MES COUPS DE COEUR : IL JOUAIT RECEMMENT L’ORGUE HISTORIQUE DE L’EGLISE DE NAY (Sud-Ouest de la France) : THOMAS OSPITAL, JEUNE ET DIGNE SUCCESSEUR DE JEAN GUILLOU A L’ORGUE DE SAINT EUSTACHE A PARIS. DECOUVERTE.

Publié le 10 Août 2021

De Saint-Eustache de Paris à Saint-Vincent à Nay (64) : une passerelle musicale exceptionnelle.

« La musique de Mozart est si intéressante par elle-même, qu’on s’était habitué à l’admirer pour sa forme et pour son charme , sans penser à autre chose ; Gounod sut y voir l’union intime du mot et de la note, la concordance absolue des moindres détails du style avec les nuances les plus délicates du sentiment. » estimait Camille Saint-Saëns.

L’église Saint-Eustache à Paris, au cœur de la capitale, est un incontestable témoignage architectural d’exception.

Les orgues de l'église Saint-Eustache à Paris : classées parmi les plus remarquables au monde. 

Ne serait-ce que par sa singularité : un style gothique qui s’imposa en pleine Renaissance où l'antique des colonnes grecques et romaines côtoie, pour le plaisir des yeux mais aussi de l’esprit,  les lignes du Moyen Âge. Subtil et osé.

Du gothique avec du plein-cintre pour finalement réunir  à l'élévation du style gothique flamboyant, les courbures du roman et les ornements de la Renaissance confèrent à l'édifice un caractère unique.

De quoi contrarier l’architecte Viollet-le- Duc qui qualifia, sans états d’âmes, l’édifice (je cite)  de « mal conçu, mal construit, amas confus de débris empruntés de tous côtés, sans liaison et sans harmonie ; sorte de squelette gothique revêtu de haillons romains cousus ensemble comme les pièces d’un habit d’arlequin. »

En tout, l’excès est bannissable.

REMARQUABLES

Bref, qu’importe ce flacon manifestement dépourvu d’ivresse !

 Il n’empêche que ce lieu de culte déjà remarquable, outre ses richesses artistiques et impressionnant par la hauteur inhabituelle de sa nef, supérieure à celle de Notre-Dame de Paris, se distingue aussi, dans la sphère musicale, par un orgue exceptionnel à divers titres. Et pas seulement au regard de la visite qu’effectua, ici même, la reine Élisabeth II.

Entre autres.

Sans parler de tous les noms à particules et autres  privilégiés de la société qui y passèrent jusqu’à pour certains y demeurer pour un temps d’éternité. Ce fut le cas de Colbert dont les restes eurent aussi maille à partir avec les révolutionnaires enragés de l’époque.

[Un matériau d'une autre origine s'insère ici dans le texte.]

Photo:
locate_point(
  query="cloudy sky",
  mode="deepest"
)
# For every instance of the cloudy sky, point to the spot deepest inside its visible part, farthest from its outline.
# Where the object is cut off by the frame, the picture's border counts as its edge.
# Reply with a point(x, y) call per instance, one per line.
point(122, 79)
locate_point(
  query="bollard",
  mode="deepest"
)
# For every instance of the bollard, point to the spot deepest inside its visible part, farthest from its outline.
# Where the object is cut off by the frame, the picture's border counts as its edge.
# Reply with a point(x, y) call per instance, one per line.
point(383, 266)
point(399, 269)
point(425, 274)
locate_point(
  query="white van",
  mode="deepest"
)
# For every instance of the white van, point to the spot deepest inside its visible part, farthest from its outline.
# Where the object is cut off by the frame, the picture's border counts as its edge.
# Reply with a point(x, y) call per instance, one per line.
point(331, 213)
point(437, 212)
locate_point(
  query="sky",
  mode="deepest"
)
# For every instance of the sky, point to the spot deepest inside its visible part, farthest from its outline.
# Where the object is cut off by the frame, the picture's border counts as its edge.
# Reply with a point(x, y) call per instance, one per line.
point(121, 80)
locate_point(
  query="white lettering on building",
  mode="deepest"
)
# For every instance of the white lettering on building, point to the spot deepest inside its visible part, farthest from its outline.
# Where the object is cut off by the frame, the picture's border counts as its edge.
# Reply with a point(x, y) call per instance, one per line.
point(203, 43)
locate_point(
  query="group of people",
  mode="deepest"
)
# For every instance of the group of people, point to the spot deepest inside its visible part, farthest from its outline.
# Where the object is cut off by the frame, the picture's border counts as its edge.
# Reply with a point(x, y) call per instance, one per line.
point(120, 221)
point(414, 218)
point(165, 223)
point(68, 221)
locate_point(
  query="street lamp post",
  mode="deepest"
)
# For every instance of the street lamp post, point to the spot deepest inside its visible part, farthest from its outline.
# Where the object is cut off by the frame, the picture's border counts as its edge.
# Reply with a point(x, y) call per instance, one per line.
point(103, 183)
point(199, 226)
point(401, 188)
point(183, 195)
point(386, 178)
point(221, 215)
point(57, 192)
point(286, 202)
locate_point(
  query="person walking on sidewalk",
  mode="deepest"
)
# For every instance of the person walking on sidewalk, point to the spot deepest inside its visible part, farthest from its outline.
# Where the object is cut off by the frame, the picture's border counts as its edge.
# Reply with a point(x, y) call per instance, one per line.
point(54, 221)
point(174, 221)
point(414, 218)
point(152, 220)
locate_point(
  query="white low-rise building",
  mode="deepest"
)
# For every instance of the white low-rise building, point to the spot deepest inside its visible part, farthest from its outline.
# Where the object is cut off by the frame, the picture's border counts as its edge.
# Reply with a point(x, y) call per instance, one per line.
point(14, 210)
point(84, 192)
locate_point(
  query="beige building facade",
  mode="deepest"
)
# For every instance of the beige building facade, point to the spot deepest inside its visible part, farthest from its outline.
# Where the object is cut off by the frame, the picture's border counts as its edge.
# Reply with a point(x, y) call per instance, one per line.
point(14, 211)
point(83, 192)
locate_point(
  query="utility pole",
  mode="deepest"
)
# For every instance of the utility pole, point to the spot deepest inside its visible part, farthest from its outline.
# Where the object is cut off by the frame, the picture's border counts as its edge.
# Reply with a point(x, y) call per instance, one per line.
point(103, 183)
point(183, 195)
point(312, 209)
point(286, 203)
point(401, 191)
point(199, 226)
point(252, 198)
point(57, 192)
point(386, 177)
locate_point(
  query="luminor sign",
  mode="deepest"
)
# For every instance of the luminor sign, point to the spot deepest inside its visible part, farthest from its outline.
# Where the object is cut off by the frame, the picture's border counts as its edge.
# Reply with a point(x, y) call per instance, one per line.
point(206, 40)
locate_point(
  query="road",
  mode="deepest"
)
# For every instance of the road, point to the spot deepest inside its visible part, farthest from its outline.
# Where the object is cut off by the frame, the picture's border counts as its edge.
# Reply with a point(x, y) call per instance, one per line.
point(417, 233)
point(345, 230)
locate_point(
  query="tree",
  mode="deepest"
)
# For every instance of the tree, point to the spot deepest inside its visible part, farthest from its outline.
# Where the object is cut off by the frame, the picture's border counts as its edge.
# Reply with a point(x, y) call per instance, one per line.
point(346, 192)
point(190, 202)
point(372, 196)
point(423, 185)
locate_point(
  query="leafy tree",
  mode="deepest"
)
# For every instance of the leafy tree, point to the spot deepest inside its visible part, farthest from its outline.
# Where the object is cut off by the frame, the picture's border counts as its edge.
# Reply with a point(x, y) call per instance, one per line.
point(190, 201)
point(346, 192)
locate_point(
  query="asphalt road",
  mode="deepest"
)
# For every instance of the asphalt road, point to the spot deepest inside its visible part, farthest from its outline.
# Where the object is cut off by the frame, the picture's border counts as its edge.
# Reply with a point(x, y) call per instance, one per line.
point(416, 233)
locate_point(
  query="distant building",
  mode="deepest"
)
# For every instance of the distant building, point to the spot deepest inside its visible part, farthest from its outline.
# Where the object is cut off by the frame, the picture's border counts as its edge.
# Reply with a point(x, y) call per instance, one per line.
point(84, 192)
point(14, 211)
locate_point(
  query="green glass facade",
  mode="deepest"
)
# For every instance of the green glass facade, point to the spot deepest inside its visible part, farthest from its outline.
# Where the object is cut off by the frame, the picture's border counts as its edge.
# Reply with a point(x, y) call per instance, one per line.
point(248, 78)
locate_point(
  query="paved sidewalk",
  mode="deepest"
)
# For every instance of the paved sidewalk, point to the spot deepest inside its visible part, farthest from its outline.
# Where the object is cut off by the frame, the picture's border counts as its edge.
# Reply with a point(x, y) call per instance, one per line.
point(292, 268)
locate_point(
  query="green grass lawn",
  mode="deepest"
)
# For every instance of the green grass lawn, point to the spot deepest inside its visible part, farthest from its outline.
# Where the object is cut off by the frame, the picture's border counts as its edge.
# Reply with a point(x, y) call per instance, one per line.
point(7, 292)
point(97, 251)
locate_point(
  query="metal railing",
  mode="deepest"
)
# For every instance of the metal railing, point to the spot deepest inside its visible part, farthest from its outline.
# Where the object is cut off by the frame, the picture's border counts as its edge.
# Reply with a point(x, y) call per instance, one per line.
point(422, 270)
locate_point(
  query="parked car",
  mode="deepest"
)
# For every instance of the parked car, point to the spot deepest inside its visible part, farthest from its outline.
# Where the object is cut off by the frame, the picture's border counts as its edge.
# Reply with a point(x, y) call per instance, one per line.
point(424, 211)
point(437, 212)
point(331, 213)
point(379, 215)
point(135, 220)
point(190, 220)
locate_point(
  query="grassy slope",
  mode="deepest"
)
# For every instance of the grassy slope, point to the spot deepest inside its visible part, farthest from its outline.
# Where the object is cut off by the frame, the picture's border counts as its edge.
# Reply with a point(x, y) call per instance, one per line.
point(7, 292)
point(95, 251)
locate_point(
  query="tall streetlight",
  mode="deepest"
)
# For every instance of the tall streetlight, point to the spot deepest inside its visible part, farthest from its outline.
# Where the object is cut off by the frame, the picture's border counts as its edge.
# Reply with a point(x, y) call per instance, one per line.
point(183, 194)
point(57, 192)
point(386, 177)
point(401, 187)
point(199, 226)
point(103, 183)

Quel honneur pour la dynamique « Fédération Béarn des Orgues » 

Mais revenons à cette révélation plus haute que toute sagesse et toute philosophie : la musique !

Classées parmi les plus remarquables au monde non sans avoir rencontré au fil des siècles subi les pires avatars dont leur quasi destruction au lendemain de leur achèvement  en 1844 mais aussi, et ces orgues ne furent pas les seules, ayant souffert des agressions imbéciles présidant  notamment à l’installation de la Commune.

La haine du goupillon n’est malheureusement pas un vain mot et peu importe le message culturel, il faut détruire.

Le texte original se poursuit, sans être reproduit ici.